Effect of Bmi-1-mediated NF-κB signaling pathway on the stem-like properties of CD133+ human liver cancer cells

OBJECTIVE: To investigate the impact of Bmi-1-mediated NF-kappa B pathway on the biological characteristics of CD133(+) liver cancer stem cells (LCSCs). METHODS: Flow cytometry was used to isolate CD133(+) LCSC cells from Huh7, Hep3B, SK-hep1, and PLC/PRF-5 cells. CD133(+) Huh7 cells were divided into Control, Blank, Bmi-1 siRNA, JSH-23 ( NF-kappa B pathway inhibitor), and Bmi-1 + JSH-23 groups.
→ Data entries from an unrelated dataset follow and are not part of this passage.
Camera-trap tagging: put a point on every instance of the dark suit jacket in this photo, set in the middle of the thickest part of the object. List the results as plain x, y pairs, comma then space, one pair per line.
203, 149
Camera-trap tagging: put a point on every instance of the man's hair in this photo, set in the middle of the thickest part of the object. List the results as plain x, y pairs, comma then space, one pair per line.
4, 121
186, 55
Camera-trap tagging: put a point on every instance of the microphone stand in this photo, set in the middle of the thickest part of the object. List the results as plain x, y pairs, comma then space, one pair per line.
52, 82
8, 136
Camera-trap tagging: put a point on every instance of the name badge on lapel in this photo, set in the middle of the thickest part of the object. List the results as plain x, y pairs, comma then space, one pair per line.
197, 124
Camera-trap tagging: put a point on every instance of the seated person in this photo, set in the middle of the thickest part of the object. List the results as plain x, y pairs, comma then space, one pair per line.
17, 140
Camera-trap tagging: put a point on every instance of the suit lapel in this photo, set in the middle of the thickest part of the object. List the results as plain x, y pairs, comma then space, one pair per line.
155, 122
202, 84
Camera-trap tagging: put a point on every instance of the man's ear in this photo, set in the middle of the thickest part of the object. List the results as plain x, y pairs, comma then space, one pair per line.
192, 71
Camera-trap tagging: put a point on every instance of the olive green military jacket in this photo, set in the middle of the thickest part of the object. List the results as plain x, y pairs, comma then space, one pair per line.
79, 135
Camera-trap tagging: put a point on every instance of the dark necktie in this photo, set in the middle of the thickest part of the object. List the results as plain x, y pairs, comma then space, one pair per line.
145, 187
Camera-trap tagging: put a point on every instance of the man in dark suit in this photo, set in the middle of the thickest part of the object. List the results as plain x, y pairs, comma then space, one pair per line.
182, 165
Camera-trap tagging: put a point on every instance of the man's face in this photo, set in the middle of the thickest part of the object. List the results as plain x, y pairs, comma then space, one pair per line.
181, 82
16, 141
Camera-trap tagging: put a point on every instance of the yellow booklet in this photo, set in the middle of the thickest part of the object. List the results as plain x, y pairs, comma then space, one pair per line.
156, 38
The properties of CD133(+) Huh7 cells were detected by the colony-formation and sphere-forming assays. Besides, Transwell assay was applied for the measurement of cell invasion and migration, immunofluorescence staining for the detection of NF-kappa B p65 nuclear translocation, and qRT-PCR and Western blotting for the determination of SOX2, NANOG, OCT4, Bmi-1, and NF-kappa B p65 expression. RESULTS: CD133(+) Huh-7 cells were chosen as the experiment subjects after flow cytometry. Compared with CD133(-) Huh-7 cells, the expression of CD133, OCT4, SOX2, NANOG, Bmi-1, and NF-kappa B p65, the nuclear translocation of NF-kappa B p65, the number of cell colonies and Sphere formation, as well as the abilities of invasion and migration were observed to be increased in CD133(+) Huh-7 cells, which was inhibited after treated with Bmi-1 siRNA or JSH-23, meanwhile, the cell cycle was arrested at the G0/G1 and S phases with apparently enhanced cell apoptosis. Importantly, no significant differences in the biological characteristics of CD133 + Huh-7 cells were found between the Blank group and Bmi-1 + JSH-23 group. CONCLUSION: Down-regulating Bmi-1 may inhibit the biological properties of CD133(+) LCSC by blocking NF-kappa B signaling pathway, which lays a scientific foundation for the clinical treatment of liver cancer.